Edit: I'm not sure if this would be useful to anyone because the file is very long and cryptic, but below is an example of part of the first lines of _lr_action_items and _lr_goto_items

Python 2:

_lr_action_items = {'DOTDIV':([6,9,14,20,22,24,32,34,36,42,46,47,52,54,56,57,60,71,72,73,74,75 ...
_lr_goto_items = {'lambda_args':([45,80,238,],[99,161,263,]),'unwind':([1,8,28,77,87,160,168,177 ...

Python 3:

_lr_action_items = {'END_STMT':([0,1,2,3,4,5,6,7,8,9,10,11,12,13,14,15,16,17,18,19,20,21,22,23,24,26,27,39,41,48,50 ...
_lr_goto_items = {'top':([0,],[1,]),'stmt':([1,44,46,134,137,207,212,214,215,244,245,250 ...

Solution

  • I'm going to go out on a limb here, because you have provided practically no indication of what code you are actually using. So I'm just going to assume that you copied the lexer.py file from the github repository you linked to in your question.

    There's an important clue in this error message:

    log_idx = A <= 16;
                  ^
    SyntaxError: Unexpected "=" (parser)
    

    Evidently, <= is not being scanned as a single token; otherwise, the parser would not see an = token at that point in the input. This can only mean that the scanner is returning two tokens, < and =, and if that's the case, it is most certainly a syntax error, as you would expect from

    log_idx = A < = 16;
    

    To figure out why the lexer would do this, it's important to understand how the Ply (default) lexer works. It gathers up all the lexer patterns from variables whose names start t_, which must be either functions or variables whose values are strings. It then sorts them as follows:

    1. function docstrings, in order by line number in the source file.
    2. string values, in reverse order by length.

    See Specification of Tokens in the Ply manual.

    That usually does the right thing, but not always. The intention of sorting in reverse order by length is that a prefix pattern will come after a pattern which matches a longer string. So if you had patterns '<' and '<=', '<=' would be tried first, and so in the case where the input had <=, the < pattern would never be tried. That's important, since if '<' is tried first, '<=' will never be recognised.

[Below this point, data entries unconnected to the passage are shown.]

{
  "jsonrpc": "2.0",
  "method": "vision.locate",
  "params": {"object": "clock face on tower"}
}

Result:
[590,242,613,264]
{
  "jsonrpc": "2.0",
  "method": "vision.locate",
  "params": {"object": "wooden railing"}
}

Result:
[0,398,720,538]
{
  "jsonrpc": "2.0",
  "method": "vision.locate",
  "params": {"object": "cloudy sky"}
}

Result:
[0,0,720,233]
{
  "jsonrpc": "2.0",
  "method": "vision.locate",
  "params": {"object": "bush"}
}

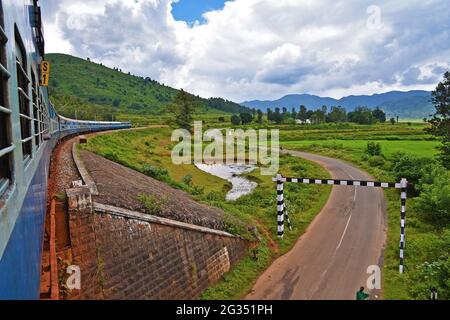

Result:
[231,115,241,126]
[183,173,192,187]
[104,151,119,163]
[369,156,384,167]
[409,230,450,300]
[366,141,382,157]
[391,153,433,194]
[142,164,169,180]
[137,194,167,216]
[416,165,450,226]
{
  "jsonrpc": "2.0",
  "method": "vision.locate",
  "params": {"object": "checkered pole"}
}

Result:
[284,203,292,231]
[277,174,284,239]
[399,179,408,273]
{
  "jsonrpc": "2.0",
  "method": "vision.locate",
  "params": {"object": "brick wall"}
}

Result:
[64,188,248,300]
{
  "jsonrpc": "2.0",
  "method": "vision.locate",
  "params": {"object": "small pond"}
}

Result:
[196,164,258,201]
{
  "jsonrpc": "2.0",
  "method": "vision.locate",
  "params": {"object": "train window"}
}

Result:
[0,0,14,195]
[15,27,33,161]
[31,72,41,149]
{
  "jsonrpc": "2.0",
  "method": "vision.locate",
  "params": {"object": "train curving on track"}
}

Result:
[0,0,131,300]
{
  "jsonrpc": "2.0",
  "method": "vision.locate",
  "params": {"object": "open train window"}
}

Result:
[15,27,33,162]
[0,0,14,195]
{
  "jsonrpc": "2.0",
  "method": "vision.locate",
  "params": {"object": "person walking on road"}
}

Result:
[356,287,370,300]
[431,287,437,300]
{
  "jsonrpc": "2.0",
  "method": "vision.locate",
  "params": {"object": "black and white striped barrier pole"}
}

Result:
[273,174,408,273]
[399,179,408,273]
[275,174,284,238]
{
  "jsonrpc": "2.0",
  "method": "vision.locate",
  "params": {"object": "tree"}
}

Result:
[291,107,297,120]
[272,108,283,124]
[311,110,326,124]
[327,107,347,122]
[231,114,241,126]
[372,108,386,123]
[267,108,273,121]
[241,112,253,125]
[297,105,308,121]
[429,71,450,169]
[348,107,375,124]
[169,89,197,130]
[257,110,264,124]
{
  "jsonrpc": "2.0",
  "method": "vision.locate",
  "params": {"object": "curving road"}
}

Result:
[246,151,386,300]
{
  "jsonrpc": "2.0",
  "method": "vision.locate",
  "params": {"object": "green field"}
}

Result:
[280,123,450,300]
[281,140,439,157]
[85,119,448,299]
[83,128,331,300]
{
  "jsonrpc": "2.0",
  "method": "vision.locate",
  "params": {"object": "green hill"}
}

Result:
[47,54,248,120]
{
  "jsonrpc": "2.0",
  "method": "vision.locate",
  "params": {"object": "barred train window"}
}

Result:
[0,0,14,195]
[31,71,41,149]
[16,28,33,161]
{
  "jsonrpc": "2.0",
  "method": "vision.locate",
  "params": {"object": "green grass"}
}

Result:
[47,54,248,120]
[83,128,331,299]
[281,140,439,157]
[282,128,445,300]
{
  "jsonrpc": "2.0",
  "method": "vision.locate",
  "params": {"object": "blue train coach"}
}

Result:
[0,0,131,300]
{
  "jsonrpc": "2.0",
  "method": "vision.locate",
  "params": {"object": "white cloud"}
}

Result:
[42,0,450,101]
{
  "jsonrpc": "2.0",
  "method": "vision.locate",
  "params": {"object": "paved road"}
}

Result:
[246,151,386,300]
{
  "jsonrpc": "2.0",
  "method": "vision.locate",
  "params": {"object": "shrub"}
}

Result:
[416,165,450,226]
[191,186,205,196]
[391,153,433,194]
[104,151,119,162]
[183,173,192,187]
[137,194,167,216]
[142,164,169,180]
[231,115,241,126]
[409,230,450,300]
[369,156,384,167]
[366,141,382,157]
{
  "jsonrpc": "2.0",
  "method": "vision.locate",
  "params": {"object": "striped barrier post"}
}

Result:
[399,179,408,273]
[284,206,292,231]
[277,174,284,239]
[273,174,408,273]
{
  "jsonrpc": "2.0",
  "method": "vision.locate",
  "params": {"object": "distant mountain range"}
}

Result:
[46,54,250,120]
[241,90,434,119]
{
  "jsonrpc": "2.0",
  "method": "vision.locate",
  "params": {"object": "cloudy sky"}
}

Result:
[40,0,450,102]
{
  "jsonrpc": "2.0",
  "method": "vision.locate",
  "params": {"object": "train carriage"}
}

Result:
[0,0,131,300]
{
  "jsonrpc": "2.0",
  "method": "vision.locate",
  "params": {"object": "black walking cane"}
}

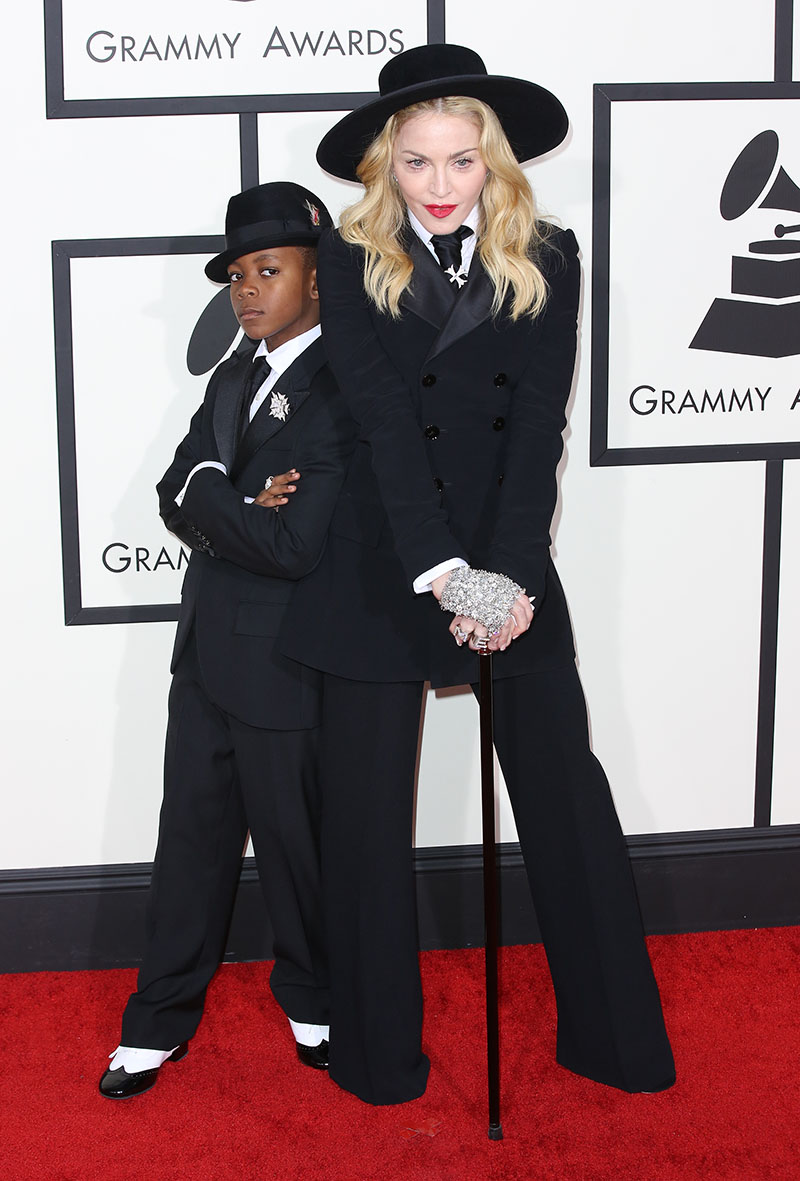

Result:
[479,647,502,1140]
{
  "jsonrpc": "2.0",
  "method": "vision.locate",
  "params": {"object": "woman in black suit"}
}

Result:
[284,45,675,1103]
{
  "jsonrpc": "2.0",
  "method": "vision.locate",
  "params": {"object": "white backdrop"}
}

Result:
[0,0,800,868]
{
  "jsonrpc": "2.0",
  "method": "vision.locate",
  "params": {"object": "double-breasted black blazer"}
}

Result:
[158,339,355,730]
[282,229,580,685]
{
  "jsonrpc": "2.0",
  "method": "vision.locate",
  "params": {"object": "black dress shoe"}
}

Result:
[294,1042,327,1070]
[99,1042,189,1100]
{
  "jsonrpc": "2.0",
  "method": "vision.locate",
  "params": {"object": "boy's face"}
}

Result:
[228,246,319,350]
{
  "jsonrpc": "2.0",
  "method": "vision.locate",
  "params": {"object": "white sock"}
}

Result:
[109,1045,177,1075]
[288,1017,331,1046]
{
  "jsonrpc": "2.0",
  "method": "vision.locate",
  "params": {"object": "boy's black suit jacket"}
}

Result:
[281,229,580,685]
[158,339,355,730]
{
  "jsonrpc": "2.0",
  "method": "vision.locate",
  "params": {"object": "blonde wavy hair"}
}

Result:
[340,97,551,320]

    However, this simple heuristic does not always work. The fact that a regular expression is shorter does not necessarily mean that its match will be shorter. So if you expect "maximal munch" semantics, you sometimes have to be careful about your patterns. (Or you can supply them as docstrings, because then you have complete control over the order.)

    And whoever created that lexer.py file was not careful about their patterns, because it includes (among other issues):

    t_LE          = r"<="
    t_LT          = r"\<"
    

    Note that since these are raw strings, the backslash is retained in the second string, so both patterns are of length 2:

    >>> len(r"\<")
    2
    >>> len(r"<=")
    2
    

    Since the two patterns have the same length, their relative order in the sort is unspecified. And it is quite possible that the two versions of Python produce different sort orders, either because of differences in the implementation of sort or because of differences in the order which the dictionary of variables is iterated, or some combination of the above.

    < has no special significance in a Python regular expression, so there is no need to backslash-escape it in the definition of t_LT. (Clearly, since it is not backslash-escaped in t_LE.) So the simplest solution would be to make the sort order unambiguous by removing the backslash:

    t_LE          = r"<="
    t_LT          = r"<"
    

    Now, t_LE is longer and will definitely be tried first.

    That's not the only instance of this problem in the lexer file, so you might want to revise it carefully.

    Note: You could also fix the problem by adding an unnecessary backslash to the t_LE pattern; there is an argument for taking the attitude, "When in doubt, escape." However, it is useful to know which characters need to be escaped in a Python regex, and the Python documentation for the re package contains a complete list. Also, consider using long raw strings for patterns which include quotes, since neither " nor ' need to be backslash escaped in a Python regex.